Alcohol didn’t play a big role in the early years of our marriage. My ex-husband never drank due to occupational responsibilities and I was a two-drink maximum if I even drank at all. As our marriage progressed and work responsibilities for my ex-husband continued to increase, alcohol became the easy way to unwind and become more comfortable in social settings. I watched his alcohol consumption increase and slowly creep into our home life and then daily drinking became the norm.
Using my professional background as a reference I knew what was happening but this couldn’t be happening at our home.
I would make gentle comments when out in social settings as to the amount he was drinking. The comments were met with replies of how “unfun” I was and that I was “mad” even though I hadn’t even raised my voice. Invites to social events didn’t include me since I didn’t like his “friends”. I recall being pregnant and him being dropped off by his “friends” after an evening out. I made it my responsibility to tuck him in bed with Gatorade and a careful watch of his phone for work calls. Looking back this was the worst thing I could have ever done.

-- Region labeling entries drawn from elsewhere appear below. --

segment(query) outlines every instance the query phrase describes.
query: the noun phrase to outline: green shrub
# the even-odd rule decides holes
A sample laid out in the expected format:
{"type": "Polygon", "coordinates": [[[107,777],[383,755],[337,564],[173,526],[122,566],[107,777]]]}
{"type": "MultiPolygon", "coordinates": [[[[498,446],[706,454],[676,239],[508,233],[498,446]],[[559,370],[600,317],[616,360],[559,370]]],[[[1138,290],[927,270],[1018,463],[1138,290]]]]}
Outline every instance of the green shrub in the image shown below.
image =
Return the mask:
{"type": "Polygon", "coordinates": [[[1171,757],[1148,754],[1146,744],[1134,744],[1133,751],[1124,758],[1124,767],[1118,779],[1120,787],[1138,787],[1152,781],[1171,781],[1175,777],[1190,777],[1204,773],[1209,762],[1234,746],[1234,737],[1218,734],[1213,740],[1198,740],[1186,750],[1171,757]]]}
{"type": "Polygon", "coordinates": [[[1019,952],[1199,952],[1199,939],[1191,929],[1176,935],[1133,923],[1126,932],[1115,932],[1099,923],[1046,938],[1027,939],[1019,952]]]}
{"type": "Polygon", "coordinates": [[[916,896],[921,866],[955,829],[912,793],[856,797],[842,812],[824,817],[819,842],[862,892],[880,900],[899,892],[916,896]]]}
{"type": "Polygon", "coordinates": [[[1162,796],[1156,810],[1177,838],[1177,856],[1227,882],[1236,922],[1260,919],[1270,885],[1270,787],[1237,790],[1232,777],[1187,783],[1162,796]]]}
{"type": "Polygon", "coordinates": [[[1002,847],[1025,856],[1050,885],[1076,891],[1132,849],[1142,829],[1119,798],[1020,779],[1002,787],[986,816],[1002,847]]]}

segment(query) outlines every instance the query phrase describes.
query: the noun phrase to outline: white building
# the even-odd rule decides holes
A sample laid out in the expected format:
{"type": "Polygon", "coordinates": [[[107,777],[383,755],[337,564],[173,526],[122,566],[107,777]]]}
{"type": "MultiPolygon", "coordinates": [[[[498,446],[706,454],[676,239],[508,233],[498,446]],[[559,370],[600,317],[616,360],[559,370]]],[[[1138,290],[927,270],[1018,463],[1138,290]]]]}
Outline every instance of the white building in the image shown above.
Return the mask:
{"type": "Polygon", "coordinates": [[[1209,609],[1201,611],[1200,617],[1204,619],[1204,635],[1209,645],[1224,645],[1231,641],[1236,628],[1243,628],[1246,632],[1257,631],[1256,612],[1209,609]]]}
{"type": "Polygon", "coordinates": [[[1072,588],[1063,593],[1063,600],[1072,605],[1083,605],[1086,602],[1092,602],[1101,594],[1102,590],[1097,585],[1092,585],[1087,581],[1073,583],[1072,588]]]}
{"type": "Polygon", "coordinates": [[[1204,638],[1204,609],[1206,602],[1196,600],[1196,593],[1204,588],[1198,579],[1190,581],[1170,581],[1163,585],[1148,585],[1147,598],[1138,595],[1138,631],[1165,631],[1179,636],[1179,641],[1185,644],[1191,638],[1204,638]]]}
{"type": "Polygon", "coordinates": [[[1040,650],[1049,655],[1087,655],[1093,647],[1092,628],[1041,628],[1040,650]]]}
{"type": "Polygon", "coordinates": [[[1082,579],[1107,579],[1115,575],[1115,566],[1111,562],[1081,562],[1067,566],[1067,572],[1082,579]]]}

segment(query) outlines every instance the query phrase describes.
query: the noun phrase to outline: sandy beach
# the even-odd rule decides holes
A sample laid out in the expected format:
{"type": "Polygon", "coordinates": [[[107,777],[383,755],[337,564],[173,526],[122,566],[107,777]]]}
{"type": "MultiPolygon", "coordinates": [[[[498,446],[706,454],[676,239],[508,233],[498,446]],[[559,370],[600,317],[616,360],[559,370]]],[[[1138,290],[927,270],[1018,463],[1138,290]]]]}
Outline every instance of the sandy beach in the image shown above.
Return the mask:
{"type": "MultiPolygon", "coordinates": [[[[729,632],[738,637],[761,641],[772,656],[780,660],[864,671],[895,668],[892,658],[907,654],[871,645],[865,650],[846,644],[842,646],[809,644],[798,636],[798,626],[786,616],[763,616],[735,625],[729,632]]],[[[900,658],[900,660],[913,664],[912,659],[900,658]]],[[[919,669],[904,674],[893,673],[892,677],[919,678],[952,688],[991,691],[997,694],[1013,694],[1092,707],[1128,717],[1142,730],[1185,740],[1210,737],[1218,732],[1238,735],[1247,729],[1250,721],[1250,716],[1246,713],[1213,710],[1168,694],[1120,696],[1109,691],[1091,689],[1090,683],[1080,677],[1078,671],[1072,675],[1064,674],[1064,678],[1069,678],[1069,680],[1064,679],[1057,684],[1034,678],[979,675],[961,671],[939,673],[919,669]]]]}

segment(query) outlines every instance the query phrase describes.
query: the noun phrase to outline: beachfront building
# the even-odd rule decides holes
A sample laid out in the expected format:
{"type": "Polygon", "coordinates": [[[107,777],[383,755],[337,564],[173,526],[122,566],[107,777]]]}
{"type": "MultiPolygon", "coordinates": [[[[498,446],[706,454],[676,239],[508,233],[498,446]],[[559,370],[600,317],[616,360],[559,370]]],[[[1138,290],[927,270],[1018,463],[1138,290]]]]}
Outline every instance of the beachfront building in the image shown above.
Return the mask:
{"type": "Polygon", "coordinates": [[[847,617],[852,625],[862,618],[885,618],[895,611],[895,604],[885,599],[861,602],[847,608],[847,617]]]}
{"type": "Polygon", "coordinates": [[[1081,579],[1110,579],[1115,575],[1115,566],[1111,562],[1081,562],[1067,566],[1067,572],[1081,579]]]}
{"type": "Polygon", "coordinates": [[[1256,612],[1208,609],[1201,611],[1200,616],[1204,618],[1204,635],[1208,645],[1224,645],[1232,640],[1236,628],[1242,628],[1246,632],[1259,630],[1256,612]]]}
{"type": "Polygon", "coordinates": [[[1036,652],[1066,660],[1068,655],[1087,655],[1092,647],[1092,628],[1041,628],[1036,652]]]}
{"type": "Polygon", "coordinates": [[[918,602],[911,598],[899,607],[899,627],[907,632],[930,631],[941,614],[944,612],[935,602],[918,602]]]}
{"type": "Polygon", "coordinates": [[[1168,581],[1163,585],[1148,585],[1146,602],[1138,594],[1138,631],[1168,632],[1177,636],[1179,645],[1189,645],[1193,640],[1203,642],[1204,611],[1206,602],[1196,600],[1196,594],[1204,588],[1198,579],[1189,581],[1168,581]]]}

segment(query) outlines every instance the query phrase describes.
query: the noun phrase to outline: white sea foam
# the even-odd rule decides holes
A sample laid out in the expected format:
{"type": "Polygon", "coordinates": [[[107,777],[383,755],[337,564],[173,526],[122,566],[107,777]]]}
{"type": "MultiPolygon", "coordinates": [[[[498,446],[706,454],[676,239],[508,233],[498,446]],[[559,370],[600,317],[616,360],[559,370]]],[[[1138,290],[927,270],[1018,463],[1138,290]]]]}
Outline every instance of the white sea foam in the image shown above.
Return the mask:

I have learned one thing with both therapy and passing time. The family of the addict is just as ill as the addict. The red flags were numerous and obvious. They all fell upon a blind eye. The night that still tears at my heart included a conversation of his jealousy of my drinking style. He wanted to be okay with only drinking two glasses of wine and going home. The signs were all there and I knew it. I was just as sick and in denial as well. But was it really that bad?
The impact this life was having on our children was the push I needed.
They remember being given $100 bills when their daddy would come home from the casino after a night out. At the time, they were all under the age of ten. They still have these $100 bills and long discussions have followed as to how and why they have them in their possession. Our oldest son came home after working with the DARE program at school. He very frankly told me he thought his dad was an alcoholic. Luckily, my back was turned to him at the time as the tears streamed down my face and a sense of relief washed over me. I wasn’t the only one watching this train careen out of control. He calmly stated the behaviors he had witnessed first hand. He was correct and knew exactly what was unfolding right in front of our eyes.
Unfortunately, our family quickly fell apart.
Much of what the children and I witnessed firsthand was discredited or dismissed as being fictitious. This is not uncommon in families where addiction is present. The children live with me primarily and have visitation with their father. Therapy and time have helped them to cope with what they have experienced.
As we all have learned, addiction doesn’t have an easy cure. It’s an ever-evolving disease that waxes and wanes with only one person able to truly alter the course. I pray for my family and all of those families struggling with addiction. May we all have the courage to face each day and reach the positive resolution we all deserve.